Like Sainsbury (1955, p. 98), I have not seen the type of Campylopodium euphorocladum var. thermophilum Dixon & Thér. in Dixon & Sainsbury [J. Bot. 71: 215, 1933] but have studied the same Allison collection (K.W. Allison 608, CHR 543122A) from Rainbow Mountain that Sainsbury cited. It falls within the continuous range of variability for the species in all features except stem length, and I do not consider it worthy of taxonomic recognition. The type collection of the variety was collected at "Rainbow Hill" in Sept. 1929 by A. Meebold.
The name Campylopus capillaceus Hook.f. & Wilson is an earlier valid name for what has been termed Campylopodium medium (Duby) Giese & Frahm (Giese & Frahm 1986). A packet of type material of Campylopus capillaceus Hook.f. & Wilson, containing several fruiting plants, is present in herb. Wilson (as "W. 322").
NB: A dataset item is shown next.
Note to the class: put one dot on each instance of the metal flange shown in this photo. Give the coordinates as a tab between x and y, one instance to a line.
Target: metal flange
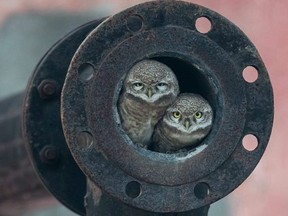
210	64
42	127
It is annotated by Wilson as "Campylopus capillaceus Mitt." and accompanied by Wilson pencil sketches. It is attached with several other duplicates of the collection J.D. Hooker 322 (from Bay of Islands) to BM sheet 000079658.
In Flora Novae-Zelandiae (Wilson 1854, p. 67) Hooker material from the Bay of Islands is referred to, under the genus Dicranodontium, as "D. proscriptum Hornsch. var. β". The allegedly earlier name mentioned by Wilson, Cynodon proscriptus Hornsch. [Horae Phys. Berol. 60: 357, 1820], was based on material from St Helena. It was excluded from Campylopodium by Giese & Frahm (1986, p. 133) and is not considered further here.
Both Campylopodium medium (Duby) Giese & J.-P.Frahm and C. euphorocladum (Müll.Hal.) Besch. appear to be based on segregates of a single Javanese collection made by H. Zollinger (see Giese & Frahm 1986).
Giese & Frahm (1986, p. 128) discussed Japanese material of Campylopodium capillaceum (as C. medium) in which the peristome teeth are "either entire or the forks are imperfectly divided." Material from Mt Owen (J.K. Bartlett 22102, CHR 360613) is rather poor material of C. medium, having peristome teeth appearing undivided and coarsely striate throughout. All other features of this sparse collection point convincingly to its referral to this common and widespread species, rather than a new species of Dicranella, as Bartlett proposed (in herb.).